Hitler, Trump, and me

There are a hundred notes I’ve wanted to write about this awful Trump era, and mostly I’ve restrained myself. Here though is something that has been with me so persistently, such a permanent puzzle in my thoughts, that I feel I must record it.

The analogy with 1930s Germany is always there. How can the leading people in an educated, sophisticated, world-leading country cave in to the ravings of a madman? And here is what has puzzled me. In 1930s Germany, if you took a stand against the Nazis, you might be killed. But if a leading Republican takes a stand against Trump, yes they might lose their job, but they’ll get another one at a high salary. Almost all the top Republicans must know that Trump is evil. Why do so few take a stand?

This mystery has troubled me for years now. It has always seemed to me that if I were in their shoes, I would behave differently; yet surely that just showed a gap in my understanding. But lately I’ve reached a different conclusion. I think I really would behave differently. If I were a Republican Senator, I think I really would take a stand. I’m not alone in this, but it would seem I’m in a minority.
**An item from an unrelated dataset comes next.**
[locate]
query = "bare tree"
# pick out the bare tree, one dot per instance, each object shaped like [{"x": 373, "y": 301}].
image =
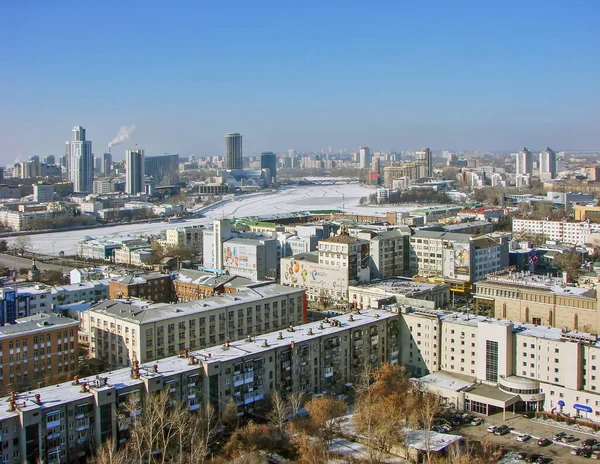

My error was in assuming that ultimately people are all the same.

[16 July 2020]

Impact Factors

I tear my hair out over the widespread habit of listing a journal’s Impact Factor to four digits of precision. Today I attended a journal editorial board meeting in which we were let inside the sausage factory:

Citations in 2 years/no. of papers = \displaystyle{350\over 146} = 2.397.

Abracadabra! Three digits in, four digits out!

But the true problem is larger. With a three-digit sample size, the square-root effect of statistics tells us we should trust the quotient to about 1.5 digits. Not 3. Certainly not 4 — that would require a sample size of 108. This 4-digit Impact Factor is 62.5% garbage.